A Vatican reporter last week said John Paul was the perfect pope for the television age, "a man of images." Think of the pictures of him storm-tossed, tempest-tossed, standing somewhere and leaning into a heavy wind, his robes whipping behind him, holding on to his crosier, the staff bearing the image of a crucified Christ, with both hands, for dear life, as if consciously giving Christians a picture of what it is to be alive.
Benedict, the reporter noted, is the perfect pope for the Internet age. He is a man of the word. You download the text of what he said, print it, ponder it.
That really spoke to me. I grew up with JPII. It is easy for me to remember images of the only Pope I knew - kissing the ground after descending the airplane steps, spreading his hands out to a sea of young faces at World Youth Day, you get the idea. The only Pope I knew - until recently.
When I was fortunate enough to receive two tickets to the Papal Mass at National's Stadium, I took it as an opportunity to get to know more about the man who was the successor to Saint Peter. The more I read, the more I liked. Now that he has left, I continue to read and pour over his public statements. I came across this gem from his homily during the Mass at St. Patrick's Cathedral.
I would like to draw your attention to a few aspects of this beautiful structure which I think can serve as a starting point for a reflection on our particular vocations within the unity of the Mystical Body.

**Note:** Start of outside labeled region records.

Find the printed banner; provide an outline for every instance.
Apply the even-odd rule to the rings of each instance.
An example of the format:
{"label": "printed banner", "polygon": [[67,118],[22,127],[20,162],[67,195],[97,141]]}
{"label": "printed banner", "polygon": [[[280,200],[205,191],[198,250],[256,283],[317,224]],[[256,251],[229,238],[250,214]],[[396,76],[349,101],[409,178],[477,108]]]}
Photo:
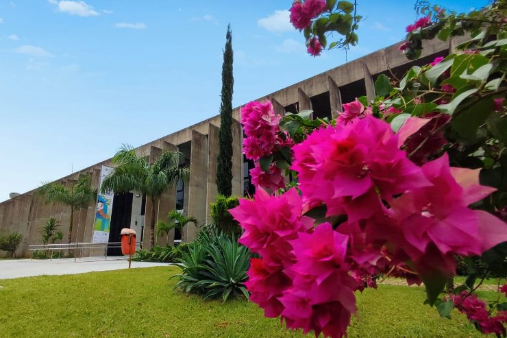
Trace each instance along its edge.
{"label": "printed banner", "polygon": [[100,173],[100,184],[97,198],[97,208],[95,209],[95,221],[93,226],[93,239],[92,243],[107,243],[109,241],[109,228],[111,225],[111,215],[112,215],[112,199],[114,197],[113,191],[101,193],[102,182],[104,178],[112,172],[110,167],[102,166]]}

The first has to do with the stained glass windows, which flood the interior with mystic light. From the outside, those windows are dark, heavy, even dreary. But once one enters the church, they suddenly come alive; reflecting the light passing through them, they reveal all their splendor. Many writers – here in America we can think of Nathaniel Hawthorne – have used the image of stained glass to illustrate the mystery of the Church herself. It is only from the inside, from the experience of faith and ecclesial life, that we see the Church as she truly is: flooded with grace, resplendent in beauty, adorned by the manifold gifts of the Spirit. It follows that we, who live the life of grace within the Church’s communion, are called to draw all people into this mystery of light.
This is no easy task in a world which can tend to look at the Church, like those stained glass windows, “from the outside”: a world which deeply senses a need for spirituality, yet finds it difficult to “enter into” the mystery of the Church. Even for those of us within, the light of faith can be dimmed by routine, and the splendor of the Church obscured by the sins and weaknesses of her members. It can be dimmed too, by the obstacles encountered in a society which sometimes seems to have forgotten God and to resent even the most elementary demands of Christian morality. You, who have devoted your lives to bearing witness to the love of Christ and the building up of his Body, know from your daily contact with the world around us how tempting it is at times to give way to frustration, disappointment and even pessimism about the future. In a word, it is not always easy to see the light of the Spirit all about us, the splendor of the Risen Lord illuminating our lives and instilling renewed hope in his victory over the world (cf. Jn 16:33).
"The one who has hope lives differently." How can I live my life in such a way that those who have yet to experience the grace, beauty and gifts that are to be found inside the Church are inspired to "Come and see"?
Where has my experience of Church been "dimmed by routine"? What can I do to change that?